Эмори с восторгом принял идею Изабеллы уйти на время из зала и покататься на ее машине. Целый упоительный час – он пролетел слишком быстро! – они кружили по тихим дорогам близ Принстона и разговаривали, скользя по поверхности, взволнованно и робко. Эмори, охваченный странной, какой-то детской застенчивостью, даже не пытался поцеловать ее.
На следующий день они покатили в Нью-Йорк, позавтракали там, а после завтрака смотрели в театре серьезную современную пьесу, причем Изабелла весь второй акт проплакала, и Эмори был этим несколько смущен, хотя и преисполнился нежности, украдкой наблюдая за нею. Ему так хотелось осушить ее слезы поцелуями, а она в темноте потянулась к его руке, и он ласково накрыл ее ладонью.
А к шести они уже прибыли в загородный дом семьи Борже на Лонг-Айленде, и Эмори помчался наверх в отведенную ему комнату переодеваться к обеду.

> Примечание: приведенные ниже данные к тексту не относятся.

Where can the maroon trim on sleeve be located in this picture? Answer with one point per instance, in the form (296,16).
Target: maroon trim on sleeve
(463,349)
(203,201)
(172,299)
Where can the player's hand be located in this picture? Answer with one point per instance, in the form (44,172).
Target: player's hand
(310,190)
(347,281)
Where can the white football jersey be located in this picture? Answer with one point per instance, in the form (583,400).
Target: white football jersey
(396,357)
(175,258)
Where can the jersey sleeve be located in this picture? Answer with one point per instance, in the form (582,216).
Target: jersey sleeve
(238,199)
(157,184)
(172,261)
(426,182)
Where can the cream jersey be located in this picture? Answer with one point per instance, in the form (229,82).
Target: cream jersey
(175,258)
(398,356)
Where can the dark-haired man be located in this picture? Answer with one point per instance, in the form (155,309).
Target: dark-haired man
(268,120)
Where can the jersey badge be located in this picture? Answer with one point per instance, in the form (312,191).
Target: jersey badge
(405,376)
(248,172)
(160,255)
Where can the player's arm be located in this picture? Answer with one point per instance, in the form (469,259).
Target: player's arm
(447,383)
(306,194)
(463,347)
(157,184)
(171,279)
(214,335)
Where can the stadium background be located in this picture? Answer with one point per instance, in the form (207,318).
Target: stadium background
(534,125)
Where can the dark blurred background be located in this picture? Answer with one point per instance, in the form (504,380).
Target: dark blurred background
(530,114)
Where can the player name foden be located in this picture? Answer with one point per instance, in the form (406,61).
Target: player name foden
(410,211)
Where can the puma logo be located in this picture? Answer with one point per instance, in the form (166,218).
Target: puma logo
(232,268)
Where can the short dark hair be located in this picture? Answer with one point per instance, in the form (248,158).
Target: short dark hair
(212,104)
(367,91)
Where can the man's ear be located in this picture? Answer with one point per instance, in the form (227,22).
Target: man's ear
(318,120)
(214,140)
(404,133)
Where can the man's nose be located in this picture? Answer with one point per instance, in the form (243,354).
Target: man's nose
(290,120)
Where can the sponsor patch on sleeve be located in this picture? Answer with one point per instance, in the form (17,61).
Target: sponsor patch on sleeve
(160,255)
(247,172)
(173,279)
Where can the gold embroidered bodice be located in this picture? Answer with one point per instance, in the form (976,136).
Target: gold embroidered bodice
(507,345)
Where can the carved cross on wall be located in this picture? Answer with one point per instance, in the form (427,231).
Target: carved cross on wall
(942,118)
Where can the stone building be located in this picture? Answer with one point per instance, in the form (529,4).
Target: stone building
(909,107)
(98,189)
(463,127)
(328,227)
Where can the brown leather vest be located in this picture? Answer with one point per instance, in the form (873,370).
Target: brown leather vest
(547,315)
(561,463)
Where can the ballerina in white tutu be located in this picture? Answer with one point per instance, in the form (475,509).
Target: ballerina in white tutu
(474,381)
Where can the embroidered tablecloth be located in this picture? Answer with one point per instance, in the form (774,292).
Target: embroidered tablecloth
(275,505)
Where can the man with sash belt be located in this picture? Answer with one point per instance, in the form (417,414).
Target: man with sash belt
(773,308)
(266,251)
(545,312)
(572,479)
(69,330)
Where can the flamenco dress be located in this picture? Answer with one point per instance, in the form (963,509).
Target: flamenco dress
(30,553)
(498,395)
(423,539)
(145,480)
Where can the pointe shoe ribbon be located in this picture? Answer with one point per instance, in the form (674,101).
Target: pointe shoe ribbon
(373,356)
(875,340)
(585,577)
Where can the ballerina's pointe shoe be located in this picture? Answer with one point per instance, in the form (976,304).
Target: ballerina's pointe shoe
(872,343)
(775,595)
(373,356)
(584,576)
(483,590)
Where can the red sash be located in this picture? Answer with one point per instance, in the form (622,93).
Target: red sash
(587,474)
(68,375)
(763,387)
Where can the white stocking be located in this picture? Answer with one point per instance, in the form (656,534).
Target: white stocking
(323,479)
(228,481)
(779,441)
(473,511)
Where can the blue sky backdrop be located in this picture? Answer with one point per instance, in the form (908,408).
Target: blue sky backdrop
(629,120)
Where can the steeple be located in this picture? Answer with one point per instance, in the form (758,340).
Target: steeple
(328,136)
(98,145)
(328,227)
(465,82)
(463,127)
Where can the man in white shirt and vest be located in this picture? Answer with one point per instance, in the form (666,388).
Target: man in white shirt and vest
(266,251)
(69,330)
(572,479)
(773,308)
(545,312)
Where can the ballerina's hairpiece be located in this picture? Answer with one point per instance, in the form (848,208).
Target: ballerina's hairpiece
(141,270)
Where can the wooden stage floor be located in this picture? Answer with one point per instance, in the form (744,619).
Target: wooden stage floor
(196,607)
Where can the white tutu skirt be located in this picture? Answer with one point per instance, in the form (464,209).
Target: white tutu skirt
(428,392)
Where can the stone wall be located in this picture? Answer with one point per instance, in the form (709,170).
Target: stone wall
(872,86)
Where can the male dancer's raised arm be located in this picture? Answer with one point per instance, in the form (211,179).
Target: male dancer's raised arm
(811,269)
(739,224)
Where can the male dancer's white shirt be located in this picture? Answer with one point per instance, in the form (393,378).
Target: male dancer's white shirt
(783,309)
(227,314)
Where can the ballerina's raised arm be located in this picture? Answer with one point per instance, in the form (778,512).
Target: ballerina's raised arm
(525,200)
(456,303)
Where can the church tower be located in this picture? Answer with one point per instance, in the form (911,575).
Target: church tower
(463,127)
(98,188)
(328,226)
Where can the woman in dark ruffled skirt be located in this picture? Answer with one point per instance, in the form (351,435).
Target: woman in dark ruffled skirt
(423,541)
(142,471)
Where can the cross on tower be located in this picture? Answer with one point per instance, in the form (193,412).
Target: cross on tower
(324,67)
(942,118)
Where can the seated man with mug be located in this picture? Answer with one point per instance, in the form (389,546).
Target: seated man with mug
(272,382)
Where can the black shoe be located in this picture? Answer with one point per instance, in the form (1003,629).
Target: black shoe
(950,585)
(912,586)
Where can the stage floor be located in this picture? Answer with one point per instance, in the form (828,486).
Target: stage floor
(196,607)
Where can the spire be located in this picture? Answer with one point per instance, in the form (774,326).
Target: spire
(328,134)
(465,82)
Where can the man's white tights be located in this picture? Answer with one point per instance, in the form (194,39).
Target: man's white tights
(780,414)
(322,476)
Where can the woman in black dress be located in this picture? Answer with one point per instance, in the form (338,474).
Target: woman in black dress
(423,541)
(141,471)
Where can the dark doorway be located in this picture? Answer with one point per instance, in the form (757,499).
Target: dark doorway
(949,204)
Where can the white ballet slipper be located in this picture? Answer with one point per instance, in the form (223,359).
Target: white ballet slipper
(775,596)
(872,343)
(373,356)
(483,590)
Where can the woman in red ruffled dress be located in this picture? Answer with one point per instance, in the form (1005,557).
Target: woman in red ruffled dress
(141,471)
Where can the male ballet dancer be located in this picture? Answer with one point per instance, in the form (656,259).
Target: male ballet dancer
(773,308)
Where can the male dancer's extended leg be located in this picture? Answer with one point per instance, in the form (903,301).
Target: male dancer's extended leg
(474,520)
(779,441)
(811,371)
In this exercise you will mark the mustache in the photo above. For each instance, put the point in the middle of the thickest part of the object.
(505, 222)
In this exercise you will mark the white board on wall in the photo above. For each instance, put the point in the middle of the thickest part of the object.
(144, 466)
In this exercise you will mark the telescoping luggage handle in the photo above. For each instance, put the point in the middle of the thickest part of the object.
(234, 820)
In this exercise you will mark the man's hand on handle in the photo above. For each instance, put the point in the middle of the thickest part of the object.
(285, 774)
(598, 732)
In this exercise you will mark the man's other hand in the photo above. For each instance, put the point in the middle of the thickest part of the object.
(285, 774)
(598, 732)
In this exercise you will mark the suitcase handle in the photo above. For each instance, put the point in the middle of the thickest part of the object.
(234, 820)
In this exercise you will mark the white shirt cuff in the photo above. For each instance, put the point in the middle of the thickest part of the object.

Вдевая в манжеты запонки, он вдруг понял, что так наслаждаться жизнью, как сейчас, ему, вероятно, уже никогда больше не суждено. Все вокруг тонуло в священном сиянии его собственной молодости. В Принстоне он сумел выдвинуться в первые ряды. Он влюблен, и ему отвечают взаимностью. Он зажег в комнате все лампы и посмотрел на себя в зеркало, отыскивая в своем лице те качества, что позволяли ему и видеть отчетливее, чем большинство других людей, и принимать твердые решения, и проявлять силу воли. Сейчас он, кажется, ничего не захотел бы изменить в своей жизни… Вот только Оксфорд, возможно, сулил бы более широкое поприще…
В молчании он любовался собой. Как хорошо, что он красив, как идет ему смокинг. Он вышел в коридор, но, дойдя до лестницы, остановился, услышав приближающиеся шаги. То была Изабелла, и никогда еще она вся – от высоко зачесанных блестящих волос до крошечных золотых туфелек – не была так прекрасна.
– Изабелла! – воскликнул он невольно и раскрыл объятия. Как в сказке, она подбежала и упала ему на грудь, и то мгновение, когда губы их впервые встретились, стало вершиной его тщеславия, высшей точкой его юного эгоизма.
Глава III. Эгоист на распутье
– Ой, пусти!
Эмори разжал руки.
– Что случилось?
– Твоя запонка, ой, как больно… вот, гляди.
Она скосила глаза на вырез своего платья, где на белой коже проступило крошечное голубое пятнышко.
– О, Изабелла, прости, – взмолился он. – Какой же я медведь! Я нечаянно, слишком крепко я тебя обнял.
Она нетерпеливо вздернула голову.
– Ну конечно же, не нарочно, Эмори, и не так уж больно, но что нам теперь делать?
– Делать? – удивился он. – Ах, ты про это пятнышко, да это сейчас пройдет.
– Не проходит, – сказала она после того, как с минуту внимательно себя рассматривала. – Все равно видно, так некрасиво, ой, Эмори, как же нам быть, ведь оно как раз на высоте твоего плеча.